As far as weapons for his police officers, Chief Joseph said that “some have a baton and pepper spray, but others are armed with only handcuffs.”

While acknowledging that Thompson showing up with a gun helped the situation, Lee believes that he could have handled the situation that occurred on Saturday.

He says he has responded to similar calls before where people have threatened the use of firearms, or harm themselves. He believes that by using verbal skills he could have talked him down.

Lee did possess a bit of naivete about the situation, believing that he could have talked an armed man down using only verbal skills.

“What are they feeling? Why are they feeling that?” Lee said. “And if there’s anything I can do to help.
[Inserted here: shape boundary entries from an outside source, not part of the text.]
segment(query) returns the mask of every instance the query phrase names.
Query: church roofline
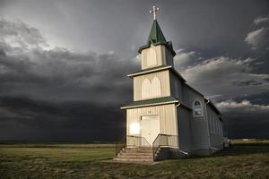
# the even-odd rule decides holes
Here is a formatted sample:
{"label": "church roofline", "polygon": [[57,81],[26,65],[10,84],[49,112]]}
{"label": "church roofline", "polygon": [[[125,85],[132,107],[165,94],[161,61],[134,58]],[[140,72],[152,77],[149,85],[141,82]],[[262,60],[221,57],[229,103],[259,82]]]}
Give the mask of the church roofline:
{"label": "church roofline", "polygon": [[[204,97],[204,101],[206,101],[212,108],[213,110],[214,110],[219,115],[221,115],[221,113],[219,111],[219,109],[216,107],[216,106],[207,98]],[[219,117],[221,121],[222,121],[222,118],[221,117]]]}
{"label": "church roofline", "polygon": [[178,100],[173,97],[169,96],[169,97],[161,97],[158,98],[150,98],[145,100],[134,101],[120,108],[128,109],[128,108],[136,108],[136,107],[150,107],[150,106],[167,105],[172,103],[178,103]]}
{"label": "church roofline", "polygon": [[146,73],[150,73],[150,72],[155,72],[163,71],[163,70],[170,70],[180,80],[182,80],[184,82],[186,82],[186,80],[180,75],[180,73],[177,70],[175,70],[172,66],[166,66],[166,65],[161,65],[161,66],[156,66],[156,67],[153,67],[153,68],[144,69],[144,70],[139,71],[135,73],[128,74],[127,76],[130,77],[130,78],[133,78],[134,76],[139,76],[139,75],[143,75],[143,74],[146,74]]}
{"label": "church roofline", "polygon": [[151,32],[149,34],[147,43],[144,46],[139,47],[138,53],[141,54],[142,50],[150,47],[152,45],[164,45],[173,55],[176,55],[176,52],[173,49],[172,42],[167,41],[161,30],[161,27],[156,19],[154,19]]}
{"label": "church roofline", "polygon": [[136,72],[133,74],[128,74],[127,76],[132,78],[134,76],[139,76],[142,74],[146,74],[146,73],[150,73],[150,72],[158,72],[158,71],[162,71],[162,70],[166,70],[169,68],[171,68],[172,66],[166,66],[166,65],[161,65],[161,66],[156,66],[153,68],[148,68],[148,69],[144,69],[144,70],[141,70],[139,72]]}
That I can do, or my fellow officers, or my fellow community members can do to help them feel better.”

Lee continued that he believes “he should put everyone in his community before himself and help in any way he can.”

Time To Equip The Officers

Our staff at Law Enforcement Today was speechless when we found out that there were officers ANYWHERE in America that were unarmed.
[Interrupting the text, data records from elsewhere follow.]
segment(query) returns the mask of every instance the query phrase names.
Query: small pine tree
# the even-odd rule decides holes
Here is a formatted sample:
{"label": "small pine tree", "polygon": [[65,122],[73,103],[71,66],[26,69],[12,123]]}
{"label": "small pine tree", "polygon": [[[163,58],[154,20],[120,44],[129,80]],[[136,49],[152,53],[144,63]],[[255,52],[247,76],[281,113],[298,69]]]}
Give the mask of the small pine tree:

So we made some phone calls and very quickly, three companies partnered up to send some protection up north to our Blue family.

“We were encouraged to see that once again, a well-armed citizen had the backs of police officers,” said Kyle Reyes, National Spokesman for Law Enforcement Today.  “But we had to do something to help.”

The first call was to Mike Mihalski, owner of Sons of Liberty Gun Works. 

Mike couldn’t believe the story.

“This just goes to reaffirm the importance of the Second Amendment,” said Mike.  “The fact of the matter is that criminals don’t care about the law.  This is a prime example of what could happen by disarming law abiding citizens.”

Mihalski didn’t hesitate.

“We’re sending those guys four bad ass rifles,” he said.

Sons of Liberty Gun Works has absolutely exploded in the firearms market.  And although they make no bones about wanting to create the best rifles possible for civilians – they’ve developed a huge following in the law enforcement market as well.

“We’ve lost count of how many rifles we’ve made for police departments across the country.  Now we’re going to send four of them up to these guys in Alaska so they can actually protect themselves in the future.”

Teaming up with Mihalski is Primary Arms, which has offered to equip with rifles with four precision rifle optics – arguably the best in the world.

Özge S. Cumberland is the Vice President of Primary Arms. 

“The reason why we are so passionate about the products we make is because they can quite literally be the difference between life and death.  We believe that all citizens and police officers should have the absolute best equipment possible to protect themselves, their families and their communities.”

Matthew Wolfe is the Vice President of Inforce, which makes the top weapon mounted lights.  Wolfe didn’t hesitate to throw in his support as well and equip the rifles with top-of-the-line IR lights.

“We often hear people debating about whether law enforcement should be allowed to have guns and gear that every regular citizens can’t legally possess.  But this?  This is just ridiculous.  How do you have a police department that doesn’t have the gear needed to keep their officers and everyone else safe?”

Here’s what it comes down to.

A mass casualty event was barely avoided.  Some would call it an act of God or a miracle.  Others would call it dumb luck.  Still others would say you can thank the Second Amendment. 

But these three companies have stepped up to make sure that in the future, the department will have some way of protecting itself – and not relying on the people they are supposed to be protecting.